Hélas, les Français n’ont pas de chance puisqu’il est très vraisemblable que ce sont ces deux-là que les électeurs vont devoir départager lors du premier tour de la présidentielle de 2017 afin que le meilleur (ou plutôt le moins mauvais, le moins détesté) des deux affronte, au second tour, Marine Le Pen et l’emporte finalement.
Notre vie politique est pourrie au point que personne, à gauche, n’osera défier le président sortant, même s’il a été le chef d’Etat le plus impopulaire de toute l’histoire de la Vème République, et qu’à droite la primaire de la droite et du centre sera, sans guère de doute, tellement « bricolée » que personne ne pourra affronter celui qui fut le deuxième président de le plus impopulaire.
Certes, on peut toujours rêver qu’un tsunami dévaste notre microcosme politique au cours de cette année qui commence et qu’on se retrouve, en 2017, avec, sur la ligne de départ, Emmanuel Macron, Marion Maréchal Le Pen et Bruno Le Maire.

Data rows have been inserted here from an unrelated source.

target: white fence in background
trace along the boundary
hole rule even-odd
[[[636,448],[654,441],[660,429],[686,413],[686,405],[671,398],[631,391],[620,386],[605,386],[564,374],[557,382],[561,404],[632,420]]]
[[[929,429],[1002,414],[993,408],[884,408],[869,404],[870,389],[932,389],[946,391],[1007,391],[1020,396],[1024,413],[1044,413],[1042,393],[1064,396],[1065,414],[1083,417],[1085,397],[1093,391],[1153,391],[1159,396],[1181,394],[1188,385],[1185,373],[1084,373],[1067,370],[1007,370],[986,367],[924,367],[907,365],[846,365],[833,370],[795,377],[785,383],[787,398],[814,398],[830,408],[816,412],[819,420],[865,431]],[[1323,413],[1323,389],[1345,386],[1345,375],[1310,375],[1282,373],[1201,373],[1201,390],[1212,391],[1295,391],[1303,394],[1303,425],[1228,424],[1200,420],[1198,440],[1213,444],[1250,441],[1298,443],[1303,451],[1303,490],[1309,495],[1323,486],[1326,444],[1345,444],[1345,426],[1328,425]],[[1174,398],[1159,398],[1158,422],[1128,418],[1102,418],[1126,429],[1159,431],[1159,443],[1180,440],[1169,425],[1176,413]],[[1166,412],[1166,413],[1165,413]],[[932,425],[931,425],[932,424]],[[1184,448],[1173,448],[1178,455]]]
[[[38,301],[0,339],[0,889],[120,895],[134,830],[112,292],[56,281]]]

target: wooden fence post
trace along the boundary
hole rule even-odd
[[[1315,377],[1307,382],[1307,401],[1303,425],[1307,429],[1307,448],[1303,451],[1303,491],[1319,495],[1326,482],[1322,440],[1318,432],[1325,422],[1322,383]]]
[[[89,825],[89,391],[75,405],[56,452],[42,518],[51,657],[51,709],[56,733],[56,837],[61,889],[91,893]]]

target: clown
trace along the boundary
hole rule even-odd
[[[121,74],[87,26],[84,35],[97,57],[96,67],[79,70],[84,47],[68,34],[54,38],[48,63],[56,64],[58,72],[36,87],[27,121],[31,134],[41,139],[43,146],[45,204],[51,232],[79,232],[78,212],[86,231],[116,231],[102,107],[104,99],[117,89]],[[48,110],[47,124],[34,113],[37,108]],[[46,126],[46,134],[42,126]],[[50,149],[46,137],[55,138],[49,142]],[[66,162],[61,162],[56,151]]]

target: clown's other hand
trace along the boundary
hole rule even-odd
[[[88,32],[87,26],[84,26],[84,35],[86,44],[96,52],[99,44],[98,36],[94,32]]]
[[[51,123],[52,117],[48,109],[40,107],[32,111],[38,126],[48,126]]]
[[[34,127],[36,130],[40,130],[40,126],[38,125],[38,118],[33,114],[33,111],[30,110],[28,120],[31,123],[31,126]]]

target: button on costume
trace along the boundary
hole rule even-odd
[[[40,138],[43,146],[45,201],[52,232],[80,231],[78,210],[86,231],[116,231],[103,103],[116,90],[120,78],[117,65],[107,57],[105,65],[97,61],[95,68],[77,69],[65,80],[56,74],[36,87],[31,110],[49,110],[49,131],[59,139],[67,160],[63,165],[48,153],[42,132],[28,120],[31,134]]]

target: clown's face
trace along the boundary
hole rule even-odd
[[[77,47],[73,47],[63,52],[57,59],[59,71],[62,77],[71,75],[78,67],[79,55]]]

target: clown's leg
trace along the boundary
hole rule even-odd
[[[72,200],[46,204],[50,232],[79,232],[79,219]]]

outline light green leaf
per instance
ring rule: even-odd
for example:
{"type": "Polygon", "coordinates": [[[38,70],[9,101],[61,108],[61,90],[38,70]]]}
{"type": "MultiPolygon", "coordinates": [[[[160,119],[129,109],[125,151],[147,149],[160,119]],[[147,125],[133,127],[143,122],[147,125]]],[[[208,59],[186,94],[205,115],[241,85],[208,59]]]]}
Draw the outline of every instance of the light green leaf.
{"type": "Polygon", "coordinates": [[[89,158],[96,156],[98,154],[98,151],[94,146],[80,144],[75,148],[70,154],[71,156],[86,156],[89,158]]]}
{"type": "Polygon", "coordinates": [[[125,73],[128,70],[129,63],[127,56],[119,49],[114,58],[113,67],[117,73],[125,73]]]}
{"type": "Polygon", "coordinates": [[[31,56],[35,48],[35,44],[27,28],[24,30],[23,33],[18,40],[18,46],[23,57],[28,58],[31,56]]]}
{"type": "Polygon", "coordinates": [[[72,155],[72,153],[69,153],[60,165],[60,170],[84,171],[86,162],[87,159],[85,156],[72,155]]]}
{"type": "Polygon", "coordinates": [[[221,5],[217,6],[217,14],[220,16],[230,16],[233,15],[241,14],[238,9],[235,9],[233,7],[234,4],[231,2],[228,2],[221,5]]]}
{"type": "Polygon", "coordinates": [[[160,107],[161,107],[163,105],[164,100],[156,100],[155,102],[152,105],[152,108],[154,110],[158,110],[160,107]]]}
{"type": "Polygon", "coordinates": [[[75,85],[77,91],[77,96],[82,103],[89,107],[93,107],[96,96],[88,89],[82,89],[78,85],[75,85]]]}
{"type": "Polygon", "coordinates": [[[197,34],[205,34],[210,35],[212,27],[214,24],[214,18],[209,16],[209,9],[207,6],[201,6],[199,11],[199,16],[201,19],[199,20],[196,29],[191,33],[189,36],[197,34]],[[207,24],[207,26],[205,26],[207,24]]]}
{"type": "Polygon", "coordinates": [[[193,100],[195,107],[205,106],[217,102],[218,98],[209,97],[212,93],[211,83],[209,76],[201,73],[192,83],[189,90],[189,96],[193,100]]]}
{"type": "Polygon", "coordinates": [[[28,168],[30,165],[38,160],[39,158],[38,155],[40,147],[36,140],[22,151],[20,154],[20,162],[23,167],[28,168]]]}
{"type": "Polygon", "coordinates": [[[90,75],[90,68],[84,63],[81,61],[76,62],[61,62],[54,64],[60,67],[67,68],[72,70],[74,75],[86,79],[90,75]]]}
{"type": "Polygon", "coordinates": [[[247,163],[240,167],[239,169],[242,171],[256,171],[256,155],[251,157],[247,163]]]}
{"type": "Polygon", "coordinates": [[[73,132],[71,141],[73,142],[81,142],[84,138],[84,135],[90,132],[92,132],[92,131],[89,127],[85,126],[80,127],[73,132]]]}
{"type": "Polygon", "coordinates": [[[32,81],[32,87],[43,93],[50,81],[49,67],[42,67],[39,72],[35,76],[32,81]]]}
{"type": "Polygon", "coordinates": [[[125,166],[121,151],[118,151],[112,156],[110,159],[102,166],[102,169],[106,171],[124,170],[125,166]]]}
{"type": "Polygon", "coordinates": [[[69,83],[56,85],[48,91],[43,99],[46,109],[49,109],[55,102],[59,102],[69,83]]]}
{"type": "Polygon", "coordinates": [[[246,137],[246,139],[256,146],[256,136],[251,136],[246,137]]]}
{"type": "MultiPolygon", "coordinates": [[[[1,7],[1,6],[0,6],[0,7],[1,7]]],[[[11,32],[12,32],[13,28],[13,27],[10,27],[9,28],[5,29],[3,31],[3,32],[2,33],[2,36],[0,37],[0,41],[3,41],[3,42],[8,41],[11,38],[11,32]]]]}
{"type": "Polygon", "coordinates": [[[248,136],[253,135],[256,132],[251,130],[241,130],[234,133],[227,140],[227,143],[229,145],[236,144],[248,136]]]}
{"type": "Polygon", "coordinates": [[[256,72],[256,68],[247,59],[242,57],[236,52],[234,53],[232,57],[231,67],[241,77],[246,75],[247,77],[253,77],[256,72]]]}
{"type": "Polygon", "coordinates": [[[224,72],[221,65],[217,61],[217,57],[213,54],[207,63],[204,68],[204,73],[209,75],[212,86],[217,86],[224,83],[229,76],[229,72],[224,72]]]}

Ce sont les trois personnalités qui, aux yeux des Français et selon ce même sondage, incarnent au mieux le renouveau que chacun appelle de ses vœux.
Mais en France la démocratie a ceci de particulier : elle s’assoit confortablement sur le peuple et se contente de lui demander, de temps en temps et d’un ton sec, d’entériner les choix, les décisions, les diktats pris « en haut lieu ».
On dira que les élections sont libres et que les électeurs ont le choix entre les candidats. On oublie simplement de préciser que les électeurs n’ont le choix qu’entre les candidats qui leur sont imposés. Dès lors que ce sont « les appareils » qui désignent ces candidats sans tenir le moindre compte des souhaits et des désidératas des citoyens de base, ni d’ailleurs des exigences du pays, nos élections ressemblent étrangement à celles qu’on peut voir dans certaines républiques bananières qui nous sont chères (à tous les sens du terme) et dont nous sommes les premiers à rigoler.
Une présidentielle qui, en 2017, opposerait Hollande, Sarkozy, Marine Le Pen, Bayrou, Mélenchon, Nathalie Artaud et Dupont-Aignan, c’est-à-dire qui serait un simple « remake » de celle de 2012, serait évidemment insupportable. Or c’est bien ce qui nous pend au bout du nez.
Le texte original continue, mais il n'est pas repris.